Health care

Breast Pumps, Sleep Apnea Machines: Ventilator Shortage Spurs Innovation

At the same time, some doctors are cautioning against overuse of ventilators for COVID-19 patients

NBCUniversal, Inc. UCLA Biodesign Fellow Glen Meyerowitz built the device in a few hours and is hoping it can serve as a proof-of-concept for a low-cost ventilator that could help hospitals with ventilator shortages amid the coronavirus pandemic.

Breast pumps. Sleep apnea machines. Disposable devices. 

With ventilators in short supply, a do-it-yourself movement of sorts has sprung up with enterprising doctors and others repurposing machines or looking for ways to produce them quickly during the coronavirus pandemic.

In southern Maryland, a team of engineers switched two tubes to reverse the action of a breast pump so that it can replicate the work of a ventilator.

"We can control the respiratory rate,” one of the engineers, Rachel Labatt said. “We can control the volume and pressure.”

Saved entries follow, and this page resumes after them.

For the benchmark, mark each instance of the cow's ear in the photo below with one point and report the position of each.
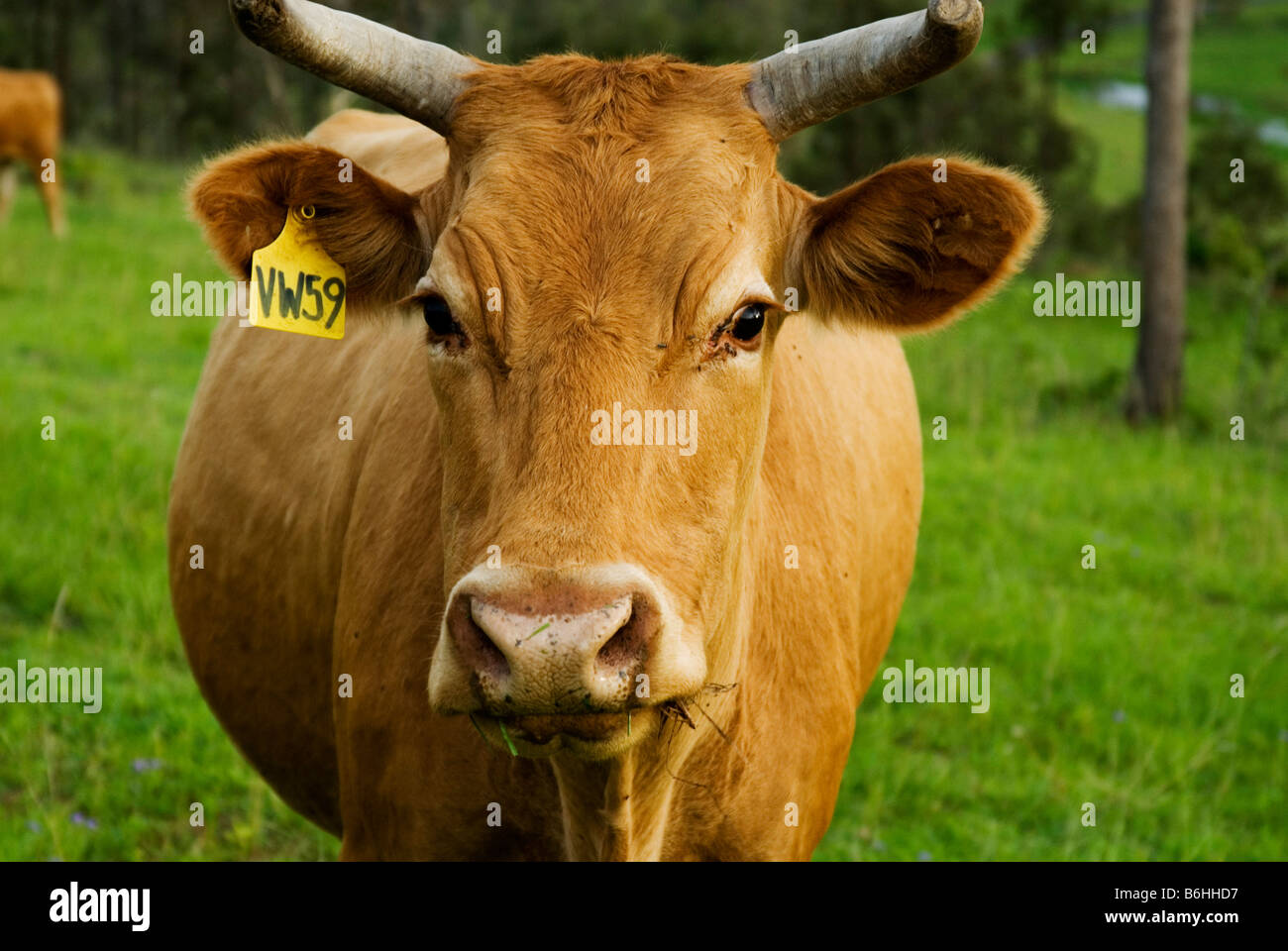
(914, 245)
(366, 224)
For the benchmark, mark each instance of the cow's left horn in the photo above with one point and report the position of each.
(416, 77)
(816, 80)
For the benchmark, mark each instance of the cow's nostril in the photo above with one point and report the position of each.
(477, 647)
(626, 647)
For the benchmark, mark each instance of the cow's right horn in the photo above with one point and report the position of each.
(416, 77)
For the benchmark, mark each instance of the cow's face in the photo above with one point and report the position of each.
(601, 307)
(603, 273)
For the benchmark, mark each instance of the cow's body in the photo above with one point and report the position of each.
(660, 637)
(30, 132)
(323, 558)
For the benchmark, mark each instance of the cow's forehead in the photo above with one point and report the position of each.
(588, 188)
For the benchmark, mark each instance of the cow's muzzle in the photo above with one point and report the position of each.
(561, 645)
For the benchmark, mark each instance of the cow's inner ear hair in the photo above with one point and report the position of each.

The cost of converting a breast pump, which took the engineers four hours, is about $500 versus up to 10 times that amount for a ventilator, but it would need approval from the Food and Drug Administration, NBC Washington reported. In the meantime, they’re looking for donations of breast pumps. Here is their email: breastpumpvent@gmail.com.

Other pulmonologists and engineers are taking different approaches though their efforts come as some doctors begin to question whether they are using ventilators properly on COVID-19 patients.

At Mount Sinai Hospital in New York City, a team of pulmonologists, sleep specialists are others are similarly reconfiguring sleep apnea machines as ventilators that are being used for patients severely ill with COVID-19. The hospital has shared instructions for the work with the Greater New York Hospital Association, the American Thoracic Society and other hospitals confronting a shortage of ventilators. 

The Mount Sinai team put together a prototype after the hospital received a shipment of 200 ResMed VPAP ST machines from Elon Musk, the CEO of Tesla. They made three modifications: replacing the typical mask with a connection to an endotracheal tube to decrease the risk of COVID-19 aerosolization, adding alarms to alert clinicians to a problem with air flow and adding controls to allow for minor adjustments of settings from outside the patient’s room.

The machines will be used to prevent a shortage and are preferable to splitting ventilators between patients, the hospital said.

Dr. Charles A. Powell, the director of the Mount Sinai-National Jewish Health Respiratory Institute, said in a statement they could be used for “patients who not require all the power of a regular ventilator, freeing up those conventional devices for the acutely ill.”

The hospital is sharing what it did with colleagues facing the pandemic around the world, he said. 

In California, an engineering student at UCLA built a ventilator using supplies from Home Depot. Glen Meyerowitz is working with medical professionals at UCLA Health to develop the low-cost ventilator that is a simpler version than the ones used at hospitals. It also is designed to address specific symptoms of COVID-19 such as acute respiratory distress syndrome.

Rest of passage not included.